確か予報では一日中快晴と言っていたので、どこかに行くには丁度良い。最近自分も忙しく、アナと買い物に行けない日が続いていた事だし。

「わかった。何を買うんだ?何でも買ってあげるぞ!」
『いえ…お金は自分のを使うので、お兄様は出さなくて大丈夫です』
「え?」

意外な願いに目を丸くするが、アナもそろそろ16だ。
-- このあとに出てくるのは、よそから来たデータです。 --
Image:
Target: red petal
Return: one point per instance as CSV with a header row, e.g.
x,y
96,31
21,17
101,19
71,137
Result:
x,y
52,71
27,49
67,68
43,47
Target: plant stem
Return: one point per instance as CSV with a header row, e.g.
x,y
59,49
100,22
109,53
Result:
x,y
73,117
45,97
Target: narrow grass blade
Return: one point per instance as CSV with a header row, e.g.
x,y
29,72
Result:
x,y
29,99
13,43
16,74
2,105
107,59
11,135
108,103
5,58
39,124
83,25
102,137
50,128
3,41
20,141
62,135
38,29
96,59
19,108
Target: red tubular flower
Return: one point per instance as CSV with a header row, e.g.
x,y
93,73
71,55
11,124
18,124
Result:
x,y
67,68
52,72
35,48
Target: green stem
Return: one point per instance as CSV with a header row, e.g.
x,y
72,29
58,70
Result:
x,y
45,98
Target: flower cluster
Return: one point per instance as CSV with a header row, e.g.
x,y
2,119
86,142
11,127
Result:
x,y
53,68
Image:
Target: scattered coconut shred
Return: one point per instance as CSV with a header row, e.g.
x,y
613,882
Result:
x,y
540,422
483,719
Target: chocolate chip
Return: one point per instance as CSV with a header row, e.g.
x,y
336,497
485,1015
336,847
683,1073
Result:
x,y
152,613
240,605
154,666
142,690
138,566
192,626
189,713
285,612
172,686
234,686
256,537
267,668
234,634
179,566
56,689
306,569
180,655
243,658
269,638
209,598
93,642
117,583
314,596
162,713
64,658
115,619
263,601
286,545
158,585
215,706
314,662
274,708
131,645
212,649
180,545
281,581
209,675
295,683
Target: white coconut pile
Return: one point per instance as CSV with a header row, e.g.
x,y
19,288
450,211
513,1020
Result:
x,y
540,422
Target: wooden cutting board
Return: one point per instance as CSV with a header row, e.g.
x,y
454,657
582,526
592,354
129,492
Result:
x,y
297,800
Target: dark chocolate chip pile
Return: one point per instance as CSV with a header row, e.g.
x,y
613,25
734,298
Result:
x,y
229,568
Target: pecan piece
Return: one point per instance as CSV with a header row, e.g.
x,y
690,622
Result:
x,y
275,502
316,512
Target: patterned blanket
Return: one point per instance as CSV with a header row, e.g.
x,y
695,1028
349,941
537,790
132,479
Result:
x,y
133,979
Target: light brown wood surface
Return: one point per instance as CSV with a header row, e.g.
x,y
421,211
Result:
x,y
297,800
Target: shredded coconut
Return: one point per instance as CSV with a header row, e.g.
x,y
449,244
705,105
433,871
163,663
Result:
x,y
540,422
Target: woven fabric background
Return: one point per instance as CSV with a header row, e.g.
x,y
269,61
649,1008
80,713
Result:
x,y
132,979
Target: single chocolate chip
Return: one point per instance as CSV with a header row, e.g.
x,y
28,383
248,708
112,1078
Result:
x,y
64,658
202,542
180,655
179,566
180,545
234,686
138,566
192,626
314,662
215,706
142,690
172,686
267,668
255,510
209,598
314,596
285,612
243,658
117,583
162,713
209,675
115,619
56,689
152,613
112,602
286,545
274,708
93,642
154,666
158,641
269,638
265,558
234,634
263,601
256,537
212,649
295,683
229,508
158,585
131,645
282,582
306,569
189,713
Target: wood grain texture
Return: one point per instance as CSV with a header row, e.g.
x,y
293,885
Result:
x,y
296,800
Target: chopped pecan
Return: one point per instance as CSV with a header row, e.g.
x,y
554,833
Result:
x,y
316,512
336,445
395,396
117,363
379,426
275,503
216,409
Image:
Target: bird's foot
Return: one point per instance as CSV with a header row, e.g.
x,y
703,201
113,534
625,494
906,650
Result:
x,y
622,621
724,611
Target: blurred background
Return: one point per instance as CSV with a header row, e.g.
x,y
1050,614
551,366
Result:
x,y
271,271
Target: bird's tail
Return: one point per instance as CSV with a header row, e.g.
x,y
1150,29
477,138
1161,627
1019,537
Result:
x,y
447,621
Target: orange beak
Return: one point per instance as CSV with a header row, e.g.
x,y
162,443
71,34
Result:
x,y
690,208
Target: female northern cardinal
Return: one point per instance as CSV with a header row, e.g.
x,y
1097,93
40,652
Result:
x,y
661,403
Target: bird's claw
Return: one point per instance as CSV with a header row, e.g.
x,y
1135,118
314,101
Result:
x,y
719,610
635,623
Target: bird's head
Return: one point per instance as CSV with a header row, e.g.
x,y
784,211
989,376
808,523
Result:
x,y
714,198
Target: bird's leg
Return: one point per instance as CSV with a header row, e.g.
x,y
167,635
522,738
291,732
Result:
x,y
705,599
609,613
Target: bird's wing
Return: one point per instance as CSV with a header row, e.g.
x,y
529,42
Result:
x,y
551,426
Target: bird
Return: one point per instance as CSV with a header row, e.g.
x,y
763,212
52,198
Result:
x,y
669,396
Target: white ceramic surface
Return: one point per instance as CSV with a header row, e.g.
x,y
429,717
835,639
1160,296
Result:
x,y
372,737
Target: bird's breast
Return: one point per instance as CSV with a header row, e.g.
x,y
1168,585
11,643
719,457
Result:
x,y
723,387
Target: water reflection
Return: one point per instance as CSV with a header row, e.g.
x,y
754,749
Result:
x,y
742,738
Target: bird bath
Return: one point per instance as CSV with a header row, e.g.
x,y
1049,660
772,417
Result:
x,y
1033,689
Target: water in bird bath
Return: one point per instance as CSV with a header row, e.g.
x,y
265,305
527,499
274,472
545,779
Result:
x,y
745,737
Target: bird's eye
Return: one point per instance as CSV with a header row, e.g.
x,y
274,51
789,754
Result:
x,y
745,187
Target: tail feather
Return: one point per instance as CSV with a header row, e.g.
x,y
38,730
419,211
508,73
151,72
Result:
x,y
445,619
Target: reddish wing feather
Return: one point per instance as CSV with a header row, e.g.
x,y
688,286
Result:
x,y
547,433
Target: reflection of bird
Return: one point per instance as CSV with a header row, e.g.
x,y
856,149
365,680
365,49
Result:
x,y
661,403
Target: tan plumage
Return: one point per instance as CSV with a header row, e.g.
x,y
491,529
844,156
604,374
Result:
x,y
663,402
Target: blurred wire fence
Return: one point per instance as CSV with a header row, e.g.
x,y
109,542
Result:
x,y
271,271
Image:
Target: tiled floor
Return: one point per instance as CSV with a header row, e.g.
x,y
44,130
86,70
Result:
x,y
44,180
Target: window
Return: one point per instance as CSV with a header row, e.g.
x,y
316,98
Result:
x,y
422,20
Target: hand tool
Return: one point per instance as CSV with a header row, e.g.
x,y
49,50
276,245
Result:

金の使い道を学ぶ方が良いだろうと考え直す。

「じゃあ着替えてくるからちょっと待っ…」
『あっ、あの…今日は一人で行きたいのでお兄様は付いて来ないで下さい!』
「!!?」
『じゃあ行ってきます!』
「ちょっ、アナ!」

思いがけない言葉に呆然としている間に、アナは出掛けていってしまった。
そこへ偶然通りがかったのは地獄のタクシー。

「…」
「ミラーマン?何か固まってるけど、どうし…」
「…おいタクシー、追うぞ」
「は!?ちょ、追うって何を…って痛い痛い!!行くから髪引っ張らないで!」




…というわけで冒頭に戻る。

それから彼是1〜2時間ほど、アナの後ろをつけている。アナに今のところ目立った様子も無いが、どこか目指す場所があるようで他の店には目もくれずに歩いていく。


「どこに向かってるんだ…?」
「なぁミラーってさ、アナちゃんの心の中読めるんだろ?だったらそれやればいいじゃないか」
「勝手に覗いたりしたらアナが悲しむだろ!とは言え…やっぱり心配だしさっきから読み取ろうとしてるんだが、最近アナのやつ能力のコントロールが上手くなったからな。買い物という漠然としたイメージしか読み取れない。流石は俺の妹!」
「はいはい…」


このようなミラーマンのシスk…じゃなくて重度な妹想いは今に始まったことではない。
事実上は従兄妹同士だがそれぞれ一人っ子という事もあって、どちらも兄妹同然のように接している。
それからどう拗らせたか。ミラーマンはアナを溺愛し、行く先行く先を心配して何処へ行くのも一緒という感じ。そのおかげでアナは絵に描いたような純粋無垢に育ったものの、妹離れができないミラーマンが出来上がってしまったのだ。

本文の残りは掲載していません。